After a period of time, the doctors and nurses began to tell me I no longer needed to be so closely observed, I could be moved to a regular room. But winter is the time when hospitals are full, thanks to the flu, and no regular rooms were available for my move, so I had to stay in ICU. That meant I had to follow ICU protocol and remain tethered to monitors, calendulas, and IV's, and continue to listen to the constant alarms.  The problem was that I began to feel trapped in this world of alarms, never-off lights, no rest, and death. And with each day I stayed trapped in this world, I lost more and more hope.  A close friend once told me that he knew there was trouble when I began to lose my sense of humor.  After day three in ICU my humor was entirely gone.  The ICU staff was kind, caring, they meant well, but I didn't belong there and the sense of hopelessness was getting worse and worse  Frankly, I've begun to believe that no one belongs in ICU, at least not with the inhumane, alarm-driven, lights up way ICUs are designed now.

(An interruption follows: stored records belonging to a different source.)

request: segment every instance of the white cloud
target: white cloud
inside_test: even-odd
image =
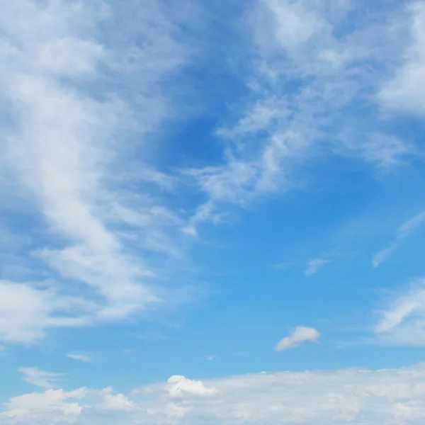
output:
[[[194,234],[197,225],[213,220],[227,205],[246,206],[305,185],[305,168],[318,158],[348,157],[382,171],[414,152],[407,141],[366,130],[370,123],[353,106],[376,106],[382,72],[393,71],[389,55],[402,54],[402,5],[388,9],[388,19],[400,25],[388,28],[377,25],[385,21],[378,16],[365,18],[344,37],[337,28],[351,11],[349,2],[330,7],[327,2],[259,0],[251,6],[245,14],[250,62],[235,70],[249,100],[234,106],[234,123],[217,132],[225,145],[222,161],[188,171],[208,206],[195,212],[186,230]]]
[[[307,265],[304,274],[310,276],[316,274],[324,266],[330,262],[330,260],[327,259],[312,259]]]
[[[123,16],[102,1],[2,4],[0,171],[28,202],[22,213],[37,213],[38,232],[18,252],[37,262],[33,278],[0,286],[4,340],[33,342],[49,327],[122,319],[164,301],[142,254],[176,255],[170,234],[181,222],[143,188],[171,190],[174,179],[144,166],[144,171],[132,173],[132,144],[123,142],[132,131],[138,143],[176,114],[161,86],[189,49],[162,6],[146,1]]]
[[[285,336],[275,346],[276,351],[293,348],[305,341],[317,342],[320,334],[314,328],[298,326],[289,336]]]
[[[395,239],[385,248],[377,252],[372,259],[372,264],[374,267],[378,267],[380,264],[392,254],[394,251],[400,246],[404,239],[412,234],[422,225],[425,221],[425,212],[419,212],[409,219],[400,227],[399,227]]]
[[[23,380],[41,388],[52,388],[57,386],[57,382],[62,376],[62,373],[46,372],[38,368],[19,368],[19,372],[23,375]]]
[[[388,108],[420,115],[425,113],[425,4],[412,2],[409,10],[412,42],[405,62],[380,96]]]
[[[6,410],[1,415],[12,419],[12,423],[42,423],[45,421],[54,423],[64,419],[73,421],[82,409],[81,406],[73,400],[81,400],[86,392],[84,388],[69,392],[48,390],[43,393],[33,392],[15,397],[5,404]]]
[[[239,423],[272,425],[421,425],[425,365],[395,370],[274,372],[206,380],[213,397],[170,401],[169,384],[142,387],[130,398],[110,388],[48,390],[14,397],[0,421],[7,424]],[[140,395],[143,397],[140,397]],[[120,400],[120,401],[118,401]],[[116,409],[110,410],[114,407]]]
[[[84,356],[84,354],[67,354],[67,357],[68,357],[68,358],[72,358],[73,360],[78,360],[86,363],[91,363],[92,361],[89,357]]]
[[[396,345],[425,346],[425,280],[414,282],[380,312],[376,341]]]
[[[187,379],[178,375],[169,378],[167,384],[168,393],[171,398],[211,397],[219,393],[217,388],[207,387],[202,381]]]
[[[123,394],[114,395],[112,388],[106,388],[103,392],[103,401],[101,404],[102,409],[105,410],[132,411],[137,409],[136,404],[131,402]]]

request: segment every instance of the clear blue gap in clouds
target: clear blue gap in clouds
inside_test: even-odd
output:
[[[4,12],[0,424],[423,423],[423,1]]]

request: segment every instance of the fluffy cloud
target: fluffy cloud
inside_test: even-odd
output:
[[[19,372],[23,375],[23,380],[42,388],[56,387],[55,382],[62,376],[60,373],[40,370],[38,368],[20,368]]]
[[[296,347],[305,341],[316,342],[320,334],[314,328],[298,326],[289,336],[285,336],[275,346],[276,351],[283,351],[288,348]]]
[[[35,425],[64,421],[81,425],[283,421],[420,425],[425,419],[424,379],[425,366],[419,364],[397,370],[276,372],[222,378],[203,382],[205,387],[217,388],[219,393],[214,397],[173,401],[167,391],[169,382],[141,387],[132,400],[113,396],[110,388],[48,390],[11,399],[0,414],[0,421]]]
[[[171,398],[210,397],[218,394],[217,388],[206,387],[202,381],[175,375],[169,378],[168,393]]]

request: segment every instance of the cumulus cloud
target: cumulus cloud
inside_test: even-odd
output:
[[[298,326],[289,336],[285,336],[278,342],[275,350],[283,351],[288,348],[293,348],[306,341],[317,342],[319,336],[320,334],[314,328]]]
[[[11,399],[0,413],[10,424],[421,425],[425,419],[425,365],[395,370],[275,372],[204,381],[214,397],[170,401],[169,383],[139,388],[129,398],[110,388],[47,390]],[[142,397],[140,395],[143,395]],[[109,409],[111,407],[118,408]]]
[[[167,383],[168,393],[171,398],[210,397],[219,392],[217,388],[207,387],[200,380],[188,379],[179,375],[169,378]]]
[[[67,357],[68,358],[72,358],[72,360],[78,360],[86,363],[91,362],[91,359],[84,354],[67,354]]]
[[[385,248],[373,255],[372,264],[378,267],[381,263],[392,254],[415,230],[418,230],[425,221],[425,212],[421,212],[413,216],[398,229],[394,240]]]
[[[61,373],[46,372],[38,368],[19,368],[18,370],[23,375],[26,382],[42,388],[56,387],[57,381],[62,376]]]

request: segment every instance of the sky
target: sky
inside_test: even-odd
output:
[[[424,423],[425,1],[0,10],[1,425]]]

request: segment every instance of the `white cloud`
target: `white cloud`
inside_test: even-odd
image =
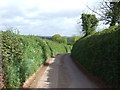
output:
[[[77,34],[77,18],[96,0],[0,0],[0,26],[20,28],[21,34]]]

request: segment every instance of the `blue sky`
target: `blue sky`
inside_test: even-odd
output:
[[[80,35],[77,24],[86,4],[97,8],[100,0],[0,0],[0,29],[18,28],[23,35]],[[100,26],[101,23],[100,23]],[[101,29],[100,26],[98,29]]]

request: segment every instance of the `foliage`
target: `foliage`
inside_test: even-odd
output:
[[[72,57],[108,87],[120,86],[120,27],[110,27],[102,32],[78,40]]]
[[[85,33],[85,36],[95,32],[96,26],[98,25],[98,19],[96,18],[95,15],[83,13],[81,19],[83,32]]]
[[[114,26],[117,23],[120,24],[120,1],[118,2],[104,2],[106,3],[107,10],[104,8],[104,15],[106,18],[106,24]]]
[[[67,37],[61,37],[59,34],[55,34],[52,36],[52,40],[58,43],[64,43],[67,44]]]
[[[2,44],[2,68],[6,88],[19,88],[45,60],[71,49],[71,46],[33,35],[17,35],[11,30],[2,32]]]

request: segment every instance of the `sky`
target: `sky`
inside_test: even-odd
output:
[[[0,29],[17,28],[22,35],[81,35],[83,12],[100,0],[0,0]],[[100,27],[98,28],[100,29]]]

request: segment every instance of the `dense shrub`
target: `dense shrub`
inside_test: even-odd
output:
[[[71,56],[108,87],[120,86],[120,27],[110,27],[102,32],[78,40]]]
[[[65,44],[33,35],[17,35],[10,30],[2,32],[2,45],[2,68],[6,88],[19,88],[45,60],[71,49]]]

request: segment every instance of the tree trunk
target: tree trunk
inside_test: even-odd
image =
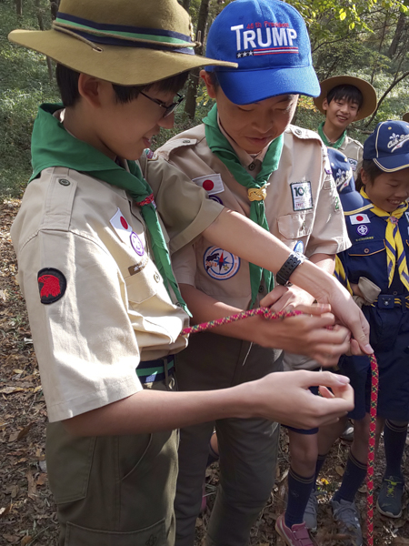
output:
[[[374,116],[376,116],[380,106],[382,105],[382,103],[384,102],[384,100],[386,98],[386,96],[389,95],[389,93],[392,91],[392,89],[398,85],[399,82],[401,82],[404,77],[409,76],[409,71],[408,72],[404,72],[401,76],[399,76],[398,78],[396,78],[395,80],[394,80],[394,82],[389,86],[389,87],[386,89],[386,91],[384,93],[384,95],[381,96],[381,98],[378,100],[378,104],[376,106],[376,110],[374,112],[374,114],[371,116],[370,120],[368,121],[368,123],[365,125],[365,127],[368,127],[373,119],[374,118]]]
[[[44,27],[43,12],[41,11],[40,0],[35,0],[35,7],[37,8],[38,26],[39,26],[40,30],[45,30]],[[50,82],[52,82],[53,81],[53,65],[51,63],[50,57],[46,56],[45,59],[47,62],[48,77],[50,78]]]
[[[210,0],[202,0],[200,3],[196,35],[201,36],[200,40],[202,42],[202,46],[196,48],[197,55],[203,55],[203,44],[205,40],[204,32],[206,29],[207,17],[209,16],[209,4]],[[199,68],[195,68],[195,70],[192,70],[191,72],[186,93],[186,101],[185,103],[185,112],[192,119],[195,117],[195,113],[196,111],[196,95],[197,86],[199,84]]]
[[[396,25],[396,28],[394,30],[394,38],[391,42],[388,51],[388,56],[392,59],[394,57],[396,54],[397,46],[401,41],[402,33],[404,28],[404,22],[406,20],[406,15],[404,14],[399,14],[399,19]]]

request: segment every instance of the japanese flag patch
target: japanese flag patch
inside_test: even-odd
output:
[[[360,212],[359,214],[353,214],[349,217],[351,224],[370,224],[371,220],[368,218],[367,214]]]
[[[197,178],[192,178],[192,180],[196,186],[205,189],[209,196],[224,191],[222,177],[219,174],[198,177]]]

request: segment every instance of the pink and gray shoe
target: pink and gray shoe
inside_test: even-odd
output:
[[[293,527],[285,525],[284,515],[278,516],[275,521],[275,531],[284,539],[287,546],[314,546],[314,542],[308,533],[305,522],[296,523]]]

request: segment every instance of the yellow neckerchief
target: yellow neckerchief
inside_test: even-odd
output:
[[[363,187],[361,188],[360,193],[365,199],[369,199]],[[406,256],[404,254],[404,243],[402,242],[402,237],[398,227],[398,220],[407,207],[408,204],[407,202],[404,202],[399,205],[396,210],[389,213],[373,204],[371,211],[379,217],[384,218],[386,222],[385,248],[388,268],[388,287],[392,284],[394,268],[397,264],[401,281],[406,290],[409,290],[409,273],[407,270]]]

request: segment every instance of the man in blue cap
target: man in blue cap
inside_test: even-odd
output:
[[[300,14],[277,0],[232,2],[214,20],[206,53],[237,62],[238,68],[209,66],[201,72],[216,105],[204,125],[172,138],[159,154],[212,199],[249,217],[332,273],[334,255],[349,241],[326,148],[315,133],[290,126],[298,96],[320,93]],[[268,272],[204,237],[177,252],[173,263],[196,322],[257,307],[274,284]],[[264,305],[280,310],[312,302],[287,279],[285,272],[277,274],[280,286]],[[271,348],[254,323],[224,329],[192,339],[178,358],[181,389],[220,389],[282,369],[281,351]],[[194,544],[214,425],[181,430],[177,546]],[[244,546],[274,485],[278,426],[262,419],[226,419],[216,420],[215,429],[220,483],[207,544]],[[293,469],[298,500],[304,496],[306,502],[313,479],[302,464]],[[289,545],[303,540],[307,546],[312,542],[304,508],[297,510],[289,504],[291,519],[282,518],[279,532]]]

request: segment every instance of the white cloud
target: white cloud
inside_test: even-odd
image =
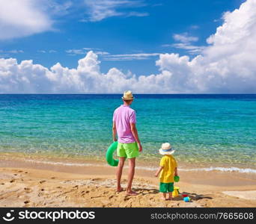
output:
[[[40,1],[0,0],[0,40],[52,30],[52,21]]]
[[[173,37],[177,41],[180,41],[181,43],[189,43],[190,42],[195,42],[198,40],[198,37],[189,36],[187,33],[184,34],[176,34],[173,35]]]
[[[78,55],[85,55],[89,51],[92,51],[92,50],[97,50],[94,53],[96,55],[109,55],[109,52],[99,51],[99,49],[92,49],[92,48],[82,48],[80,49],[69,49],[69,50],[66,50],[65,52],[70,56],[76,56]]]
[[[1,58],[0,93],[107,93],[131,89],[137,93],[256,93],[255,40],[256,0],[247,0],[239,9],[224,14],[222,25],[207,39],[209,45],[201,55],[190,59],[187,55],[160,54],[156,62],[159,74],[135,75],[116,68],[102,73],[93,52],[80,59],[76,69],[58,63],[49,69],[32,60],[18,63],[13,58]]]
[[[173,38],[176,41],[180,43],[176,43],[173,44],[164,44],[162,47],[174,47],[176,49],[186,50],[190,55],[198,55],[201,53],[204,49],[204,46],[195,46],[192,44],[192,42],[197,42],[198,37],[194,36],[189,36],[188,33],[183,34],[176,34],[173,35]]]
[[[49,50],[49,51],[46,51],[46,50],[39,50],[39,51],[37,51],[37,52],[38,53],[43,53],[43,54],[46,54],[46,53],[50,53],[50,54],[52,54],[52,53],[56,53],[57,52],[57,51],[55,51],[55,50]]]
[[[138,53],[138,54],[122,54],[107,55],[103,57],[104,60],[147,60],[160,55],[160,53]]]
[[[144,6],[142,1],[131,0],[84,0],[87,7],[88,19],[80,22],[97,22],[113,16],[147,16],[147,13],[136,11],[127,12],[124,9]]]

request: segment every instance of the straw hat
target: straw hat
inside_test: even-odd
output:
[[[175,152],[175,150],[171,149],[170,143],[162,143],[162,147],[159,149],[159,153],[161,155],[171,155]]]
[[[130,90],[124,91],[124,96],[122,97],[123,99],[133,99],[134,97],[132,96],[132,93]]]

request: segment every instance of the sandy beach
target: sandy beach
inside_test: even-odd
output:
[[[181,196],[162,201],[153,171],[137,169],[133,190],[138,195],[128,196],[115,192],[115,167],[86,163],[79,167],[1,160],[0,207],[256,207],[256,180],[243,174],[180,171],[175,186],[192,201]]]

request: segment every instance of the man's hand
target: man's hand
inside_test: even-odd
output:
[[[138,152],[142,152],[142,146],[141,143],[138,144]]]

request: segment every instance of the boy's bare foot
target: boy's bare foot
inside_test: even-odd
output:
[[[117,192],[121,192],[123,190],[124,190],[123,187],[118,187],[117,189]]]
[[[130,191],[127,191],[127,195],[136,196],[136,195],[138,195],[138,193],[132,191],[132,190],[130,190]]]

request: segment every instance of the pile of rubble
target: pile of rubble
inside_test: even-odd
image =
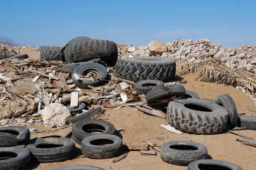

Day four I was finally moved to a regular room, but at that point, the damage was already done.  My mood did improve as soon as I left ICU, but an encounter with a cruel nurse on my final day at the hospital dropped me back into the ICU hopelessness.  I came home feeling sad, demoralized, and tearful.  And the problem was worsened by the fact that no one else seemed to understand my experience.  I just wanted to drop into someone's arms and sob. Instead I sobbed by myself and I still can't seem to let this sadness go. Luckily, the hopelessness seems to be morphing into anger, and for that I am grateful.  I'd rather be angry about this horrible experience than to internalize it as a hopeless loss of the will to live.  I am still trying to find a counselor to help me deal with all these feelings, because honestly, how is a stay in an ICU, watching others die, any different than the grief and trauma of a tragic death of a loved one or the death of a classmate at a school?

I personally do not have the energy to fight the world of bad ICU design.  There has been research and solutions proposed to re-humanize the ICU by changing lighting and reducing sound.  I do know I never want to end up in an ICU again. I've added a DNR and instructions to remove any ventilators past hour six to my advance directive.  And, if I end up in an ER again, I will fight like hell to stay out of ICU.  I would rather lie on the floor in an ER than spend any time in another ICU. I just don't think I have the energy to fight the death, alarms and constant light.